In the end, historians who discuss genocide find themselves answering the question as to whether a given event qualifies, and so classifying rather than explaining. The discussions take on a semantic or legalistic or political form. In each of the cases discussed in this book, the question “Was it genocide?” can be answered: yes, it was. But this does not get us far.
The peoples of the bloodlands functioned in a world of daunting linguistic complexity. Most of the victims described here knew or had regular contact with two or more languages, and many of them were bilingual or trilingual. Broader histories of Europe involve problems of transliteration, since words from languages written in non-Roman characters must be rendered in Roman characters in English. The problem arises not with languages such as French, German, Polish, or Czech, which are written in Roman characters with more or less familiar diacritical marks. But Yiddish and Hebrew are written in Hebrew characters, and Belarusian, Russian, and Ukrainian are written in Cyrillic alphabets.
For each of these languages there are competing systems of transliteration, each with its advantages and disadvantages. To make matters worse, many of the people and places discussed in this book were known by different names in different languages written with different characters. So there might be a dozen legitimate ways, for example, to spell the name of a Jew from Ukraine in English. For many readers, the people and places discussed in this book will be unfamiliar enough without the burden of the more elaborate solutions to the transliteration problem. The risk with too much precision is that people and places become more rather than less exotic.

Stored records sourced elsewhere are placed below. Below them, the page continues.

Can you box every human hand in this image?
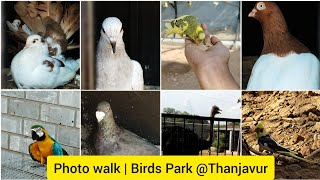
[185,24,239,89]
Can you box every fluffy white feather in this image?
[11,35,76,89]
[6,19,21,32]
[96,17,144,90]
[247,53,320,90]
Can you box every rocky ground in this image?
[242,91,320,179]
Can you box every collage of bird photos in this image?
[0,1,320,179]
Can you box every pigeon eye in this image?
[257,2,266,10]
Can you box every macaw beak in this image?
[111,42,116,54]
[31,130,39,141]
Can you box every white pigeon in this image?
[247,2,320,90]
[96,17,144,90]
[11,35,76,89]
[95,101,160,155]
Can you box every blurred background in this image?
[81,1,160,89]
[81,91,160,154]
[161,1,240,89]
[242,1,320,89]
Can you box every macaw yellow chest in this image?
[37,138,54,158]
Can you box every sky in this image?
[161,91,241,119]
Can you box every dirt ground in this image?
[242,91,320,179]
[161,43,240,89]
[1,68,80,89]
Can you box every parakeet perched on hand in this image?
[255,123,301,156]
[29,125,68,164]
[164,15,205,44]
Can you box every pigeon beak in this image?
[248,8,257,18]
[111,42,116,54]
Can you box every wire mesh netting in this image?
[1,157,47,179]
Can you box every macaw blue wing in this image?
[29,143,41,162]
[50,137,63,156]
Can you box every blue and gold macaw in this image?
[29,125,68,164]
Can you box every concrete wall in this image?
[1,91,81,160]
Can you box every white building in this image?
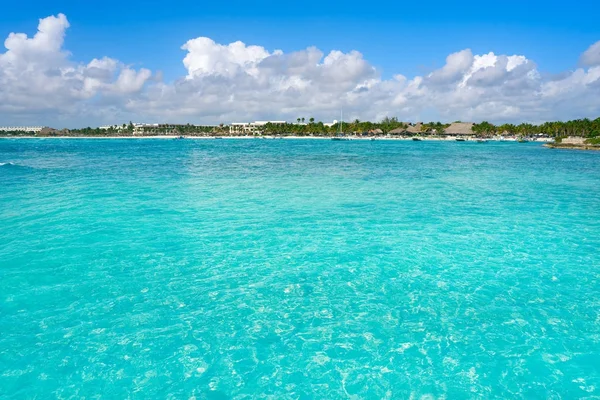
[0,126,44,133]
[229,121,286,135]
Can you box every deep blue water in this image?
[0,139,600,399]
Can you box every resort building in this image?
[0,126,44,133]
[444,122,475,136]
[229,121,287,135]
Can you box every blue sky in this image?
[0,0,600,127]
[0,0,600,79]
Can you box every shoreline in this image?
[544,143,600,151]
[0,135,559,142]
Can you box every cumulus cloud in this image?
[0,14,151,124]
[0,14,600,126]
[581,41,600,67]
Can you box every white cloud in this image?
[0,14,151,124]
[0,14,600,127]
[581,41,600,67]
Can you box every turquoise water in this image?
[0,139,600,399]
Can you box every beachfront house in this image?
[229,121,286,136]
[405,122,423,135]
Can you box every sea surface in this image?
[0,139,600,399]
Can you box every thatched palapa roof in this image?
[406,122,423,133]
[445,122,475,135]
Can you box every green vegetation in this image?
[0,117,600,139]
[473,118,600,138]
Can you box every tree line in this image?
[0,117,600,138]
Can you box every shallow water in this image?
[0,139,600,399]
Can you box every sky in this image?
[0,0,600,128]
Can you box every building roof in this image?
[406,122,423,133]
[444,122,475,135]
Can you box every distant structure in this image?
[0,126,44,133]
[444,122,475,136]
[406,122,423,135]
[229,121,287,135]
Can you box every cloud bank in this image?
[0,14,600,127]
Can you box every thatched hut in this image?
[406,122,423,135]
[444,122,475,136]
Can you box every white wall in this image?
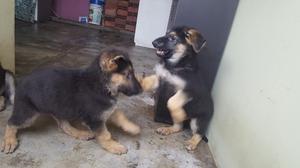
[0,0,15,72]
[209,0,300,168]
[134,0,172,48]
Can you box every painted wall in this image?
[209,0,300,168]
[53,0,90,21]
[0,0,15,72]
[170,0,239,90]
[134,0,172,48]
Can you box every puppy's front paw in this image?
[75,131,95,141]
[124,123,141,135]
[185,140,198,151]
[1,137,18,154]
[156,127,174,135]
[103,141,128,155]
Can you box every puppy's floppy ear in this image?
[184,29,206,53]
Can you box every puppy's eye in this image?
[126,73,131,79]
[169,36,176,41]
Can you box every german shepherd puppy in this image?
[2,50,141,154]
[0,63,15,111]
[140,27,213,150]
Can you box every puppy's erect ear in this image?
[185,29,206,53]
[100,54,126,72]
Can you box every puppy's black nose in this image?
[152,38,163,48]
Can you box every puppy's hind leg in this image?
[1,103,38,154]
[185,118,202,151]
[109,110,141,135]
[53,117,95,140]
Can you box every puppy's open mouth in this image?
[156,48,170,57]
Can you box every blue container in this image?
[89,0,104,25]
[90,0,104,6]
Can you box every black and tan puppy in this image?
[0,63,15,111]
[141,27,213,150]
[2,50,141,154]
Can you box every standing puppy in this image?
[141,27,213,150]
[2,50,141,154]
[0,64,15,111]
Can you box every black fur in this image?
[9,50,140,131]
[0,63,15,111]
[153,27,214,138]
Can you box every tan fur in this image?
[1,114,39,153]
[167,90,188,123]
[139,75,159,92]
[110,110,141,135]
[156,90,188,135]
[1,125,18,153]
[110,73,127,85]
[186,134,202,151]
[0,96,5,111]
[96,126,127,155]
[99,52,123,72]
[56,119,95,140]
[186,29,200,51]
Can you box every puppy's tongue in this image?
[156,49,165,55]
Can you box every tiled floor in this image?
[0,21,216,168]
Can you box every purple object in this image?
[53,0,90,22]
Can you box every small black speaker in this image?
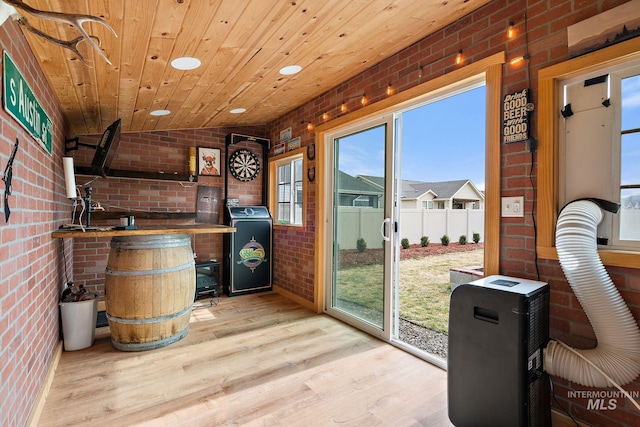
[194,261,220,300]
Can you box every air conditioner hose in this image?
[544,200,640,387]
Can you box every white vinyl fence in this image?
[338,207,484,249]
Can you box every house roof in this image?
[338,171,382,194]
[358,175,484,199]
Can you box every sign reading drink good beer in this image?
[502,89,532,143]
[2,51,53,155]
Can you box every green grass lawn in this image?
[337,249,484,333]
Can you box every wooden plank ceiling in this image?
[12,0,488,135]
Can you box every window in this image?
[269,149,305,226]
[559,58,640,250]
[537,38,640,267]
[614,71,640,246]
[422,200,433,209]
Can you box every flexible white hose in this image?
[544,200,640,387]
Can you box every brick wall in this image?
[269,0,640,426]
[68,126,266,297]
[6,0,640,427]
[0,20,71,426]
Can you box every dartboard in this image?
[229,149,260,182]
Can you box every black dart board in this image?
[229,149,260,182]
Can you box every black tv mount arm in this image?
[64,136,98,154]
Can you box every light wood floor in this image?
[38,293,452,427]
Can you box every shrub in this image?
[400,237,409,249]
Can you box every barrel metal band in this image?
[105,261,196,276]
[106,306,192,325]
[111,326,189,351]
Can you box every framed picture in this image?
[198,147,220,176]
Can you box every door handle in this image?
[380,218,391,242]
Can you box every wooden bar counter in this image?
[51,224,236,239]
[52,224,236,351]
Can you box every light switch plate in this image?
[502,196,524,218]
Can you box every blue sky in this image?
[621,76,640,195]
[340,86,485,190]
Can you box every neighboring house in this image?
[356,174,484,209]
[337,171,383,208]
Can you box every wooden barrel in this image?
[105,234,196,351]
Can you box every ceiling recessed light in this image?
[171,56,202,70]
[280,65,302,76]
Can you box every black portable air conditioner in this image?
[447,276,551,427]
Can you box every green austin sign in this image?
[2,51,53,155]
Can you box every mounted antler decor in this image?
[0,0,118,65]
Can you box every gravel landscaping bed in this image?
[399,319,449,359]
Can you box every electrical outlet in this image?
[502,196,524,217]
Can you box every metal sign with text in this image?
[2,51,53,155]
[502,89,533,144]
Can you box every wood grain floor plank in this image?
[38,293,451,427]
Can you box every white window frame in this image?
[269,148,307,227]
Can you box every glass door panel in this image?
[327,118,392,336]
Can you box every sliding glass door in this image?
[325,116,395,339]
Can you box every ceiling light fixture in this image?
[171,56,202,70]
[279,65,302,76]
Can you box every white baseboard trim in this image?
[25,340,62,427]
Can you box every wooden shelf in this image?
[75,166,198,182]
[89,211,196,221]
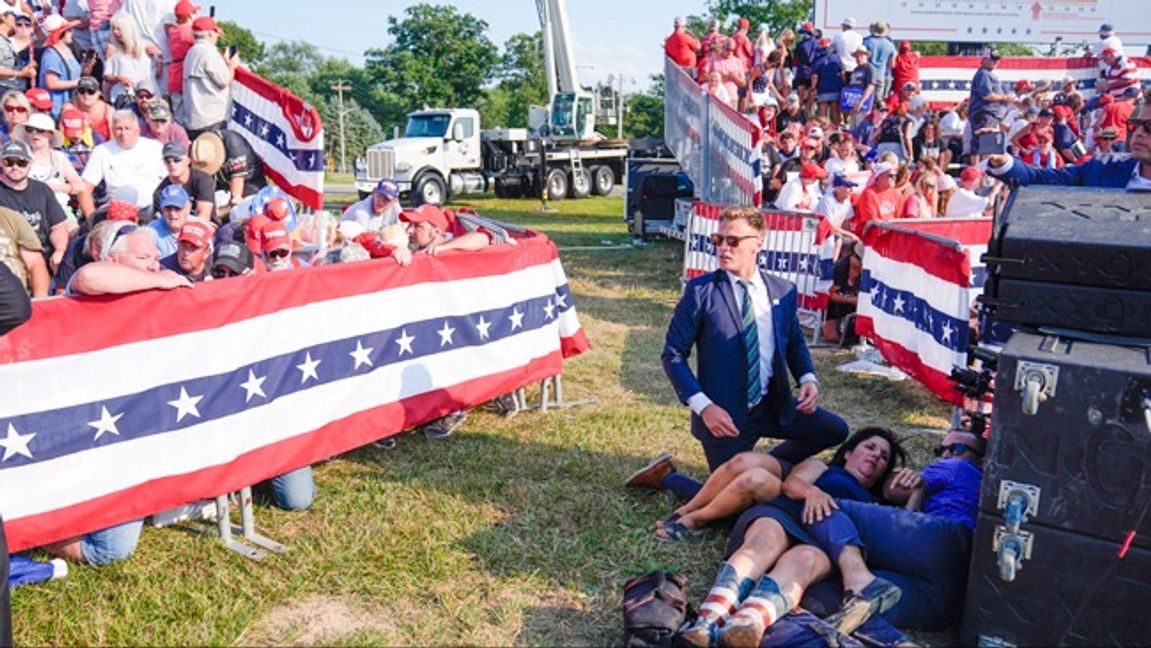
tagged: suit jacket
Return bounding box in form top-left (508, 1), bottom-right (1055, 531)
top-left (992, 158), bottom-right (1139, 189)
top-left (661, 270), bottom-right (815, 440)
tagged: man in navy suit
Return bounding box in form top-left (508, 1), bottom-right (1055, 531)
top-left (627, 207), bottom-right (847, 496)
top-left (988, 97), bottom-right (1151, 191)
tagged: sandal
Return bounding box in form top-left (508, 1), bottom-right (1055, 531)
top-left (655, 520), bottom-right (703, 542)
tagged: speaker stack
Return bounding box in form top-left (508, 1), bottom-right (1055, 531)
top-left (960, 188), bottom-right (1151, 647)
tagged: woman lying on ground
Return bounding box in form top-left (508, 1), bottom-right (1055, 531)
top-left (665, 427), bottom-right (907, 646)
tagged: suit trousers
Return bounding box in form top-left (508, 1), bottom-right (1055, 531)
top-left (700, 398), bottom-right (848, 472)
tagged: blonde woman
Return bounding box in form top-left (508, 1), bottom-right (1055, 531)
top-left (104, 12), bottom-right (162, 105)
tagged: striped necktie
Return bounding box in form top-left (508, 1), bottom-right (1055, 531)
top-left (739, 281), bottom-right (763, 407)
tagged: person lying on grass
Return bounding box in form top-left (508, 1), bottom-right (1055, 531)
top-left (664, 427), bottom-right (907, 646)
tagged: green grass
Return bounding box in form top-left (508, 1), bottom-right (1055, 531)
top-left (13, 198), bottom-right (947, 646)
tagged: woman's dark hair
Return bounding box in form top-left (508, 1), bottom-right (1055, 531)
top-left (828, 427), bottom-right (907, 494)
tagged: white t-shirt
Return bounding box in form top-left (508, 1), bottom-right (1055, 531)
top-left (340, 196), bottom-right (399, 231)
top-left (81, 137), bottom-right (168, 207)
top-left (944, 186), bottom-right (988, 219)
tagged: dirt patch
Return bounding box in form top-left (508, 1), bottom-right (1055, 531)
top-left (239, 594), bottom-right (395, 646)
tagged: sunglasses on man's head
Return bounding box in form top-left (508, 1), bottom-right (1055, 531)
top-left (709, 234), bottom-right (756, 247)
top-left (1127, 120), bottom-right (1151, 135)
top-left (935, 442), bottom-right (983, 457)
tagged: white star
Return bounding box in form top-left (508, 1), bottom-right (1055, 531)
top-left (241, 369), bottom-right (268, 403)
top-left (0, 424), bottom-right (36, 462)
top-left (396, 328), bottom-right (416, 356)
top-left (296, 351), bottom-right (320, 384)
top-left (168, 387), bottom-right (204, 424)
top-left (349, 340), bottom-right (375, 369)
top-left (436, 320), bottom-right (456, 346)
top-left (87, 405), bottom-right (124, 441)
top-left (508, 307), bottom-right (524, 330)
top-left (475, 315), bottom-right (491, 340)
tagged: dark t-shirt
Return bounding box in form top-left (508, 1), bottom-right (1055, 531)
top-left (0, 180), bottom-right (68, 257)
top-left (215, 129), bottom-right (267, 197)
top-left (152, 169), bottom-right (216, 221)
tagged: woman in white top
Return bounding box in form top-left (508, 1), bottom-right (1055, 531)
top-left (13, 113), bottom-right (83, 214)
top-left (104, 13), bottom-right (162, 106)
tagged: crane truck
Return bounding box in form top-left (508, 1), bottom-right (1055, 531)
top-left (356, 0), bottom-right (627, 205)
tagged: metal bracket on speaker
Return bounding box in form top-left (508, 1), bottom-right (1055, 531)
top-left (1015, 360), bottom-right (1059, 417)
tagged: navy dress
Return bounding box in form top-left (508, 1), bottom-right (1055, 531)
top-left (726, 466), bottom-right (877, 556)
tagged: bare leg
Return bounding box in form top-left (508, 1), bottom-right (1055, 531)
top-left (676, 452), bottom-right (784, 516)
top-left (679, 467), bottom-right (783, 529)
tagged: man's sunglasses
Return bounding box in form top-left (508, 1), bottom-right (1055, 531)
top-left (1127, 120), bottom-right (1151, 135)
top-left (709, 234), bottom-right (757, 247)
top-left (935, 443), bottom-right (983, 457)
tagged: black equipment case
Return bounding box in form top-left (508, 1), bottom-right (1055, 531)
top-left (960, 333), bottom-right (1151, 646)
top-left (982, 186), bottom-right (1151, 337)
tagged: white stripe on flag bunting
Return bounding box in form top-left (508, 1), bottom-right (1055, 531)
top-left (228, 68), bottom-right (326, 209)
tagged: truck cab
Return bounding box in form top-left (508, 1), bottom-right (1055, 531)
top-left (356, 108), bottom-right (486, 205)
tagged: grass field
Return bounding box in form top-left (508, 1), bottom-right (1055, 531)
top-left (13, 198), bottom-right (947, 646)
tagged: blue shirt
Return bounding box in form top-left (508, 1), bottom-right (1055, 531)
top-left (923, 459), bottom-right (983, 531)
top-left (863, 36), bottom-right (895, 82)
top-left (39, 47), bottom-right (82, 120)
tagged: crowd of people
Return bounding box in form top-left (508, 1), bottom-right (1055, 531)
top-left (658, 17), bottom-right (1151, 647)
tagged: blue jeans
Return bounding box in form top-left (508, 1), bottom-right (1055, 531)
top-left (270, 466), bottom-right (315, 511)
top-left (79, 519), bottom-right (144, 565)
top-left (808, 500), bottom-right (971, 630)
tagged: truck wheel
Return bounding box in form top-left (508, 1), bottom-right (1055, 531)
top-left (412, 174), bottom-right (448, 206)
top-left (567, 169), bottom-right (592, 200)
top-left (546, 169), bottom-right (567, 200)
top-left (592, 165), bottom-right (616, 196)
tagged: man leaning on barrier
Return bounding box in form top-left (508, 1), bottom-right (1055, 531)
top-left (627, 207), bottom-right (847, 496)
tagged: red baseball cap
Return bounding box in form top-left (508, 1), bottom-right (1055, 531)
top-left (264, 196), bottom-right (290, 221)
top-left (176, 221), bottom-right (212, 247)
top-left (173, 0), bottom-right (200, 20)
top-left (260, 221), bottom-right (291, 252)
top-left (24, 87), bottom-right (52, 112)
top-left (107, 200), bottom-right (140, 223)
top-left (192, 16), bottom-right (223, 32)
top-left (799, 162), bottom-right (828, 180)
top-left (399, 205), bottom-right (448, 230)
top-left (959, 167), bottom-right (983, 182)
top-left (60, 108), bottom-right (86, 139)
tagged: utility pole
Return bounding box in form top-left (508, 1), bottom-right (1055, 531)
top-left (330, 81), bottom-right (352, 174)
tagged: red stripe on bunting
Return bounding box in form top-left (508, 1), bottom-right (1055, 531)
top-left (3, 352), bottom-right (563, 551)
top-left (0, 235), bottom-right (558, 364)
top-left (855, 315), bottom-right (963, 406)
top-left (863, 224), bottom-right (971, 287)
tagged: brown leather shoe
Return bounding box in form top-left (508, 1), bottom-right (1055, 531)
top-left (624, 452), bottom-right (676, 490)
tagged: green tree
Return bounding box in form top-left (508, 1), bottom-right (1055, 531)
top-left (216, 21), bottom-right (264, 69)
top-left (365, 5), bottom-right (500, 121)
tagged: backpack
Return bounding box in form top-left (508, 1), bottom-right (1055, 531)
top-left (623, 571), bottom-right (694, 648)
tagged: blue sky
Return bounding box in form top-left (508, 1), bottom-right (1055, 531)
top-left (214, 0), bottom-right (706, 92)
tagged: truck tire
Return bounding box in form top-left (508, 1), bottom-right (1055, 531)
top-left (544, 169), bottom-right (567, 200)
top-left (592, 165), bottom-right (616, 196)
top-left (567, 169), bottom-right (592, 200)
top-left (412, 174), bottom-right (448, 207)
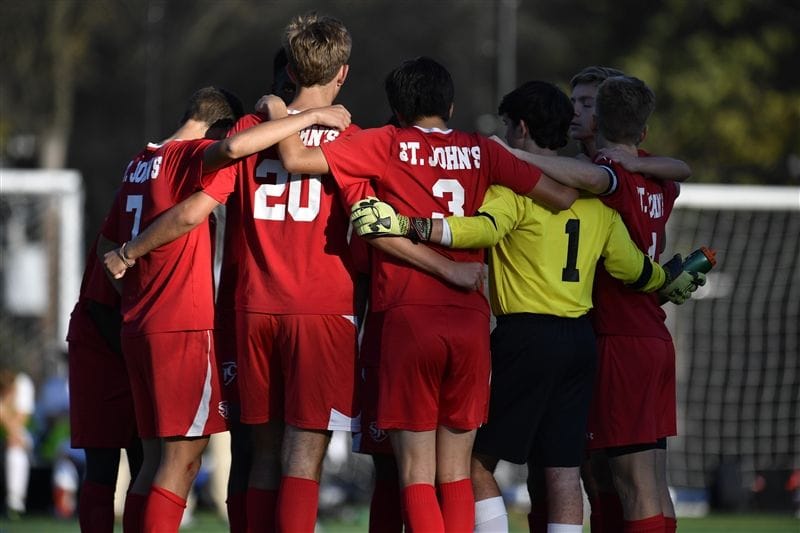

I have generally given names in simpler and more familiar forms rather than those that correspond perfectly to transliteration. I spell Russian surnames ending with a double ii just that way, partly so that readers can tell the difference between Russian surnames (ending with ii), Ukrainian surnames (ending with yi), and Polish surnames (ending with i). I usually give city names in an English form if one is familiar, so Warsaw rather than Warszawa and Kiev rather than Kyïv. All of the cities were spelled differently by different inhabitants at any given time—and at different times fell under different rulers with different official topographies. I tend to favor current English spellings, although I make exceptions when it would seem absurd not to do so. Cities in the Soviet Union had a tendency to change names; I use the names under which they were known at the time. Thus famine and terror strike Stalino (not Donetsk) in the 1930s and the German Sixth Army is destroyed at Stalingrad (not Volgograd) in 1942. I try to refer to cities by the same name throughout the book, although in certain cases where boundaries moved and populations were transferred (Lwów/Lviv, Wilno/Vilnius) this would have been too distorting. In citations I give the name of the author as it appears in the cited work, even though this means that some authors’ names will be spelled different ways in different citations. In the notes and bibliography I transliterate more precisely than in the main text, following simplified versions of the Library of Congress guidelines. These are all matters of judgment; readers with experience in these problems will understand the impossibility of avoiding certain compromises. Translations, except where otherwise noted, are my own.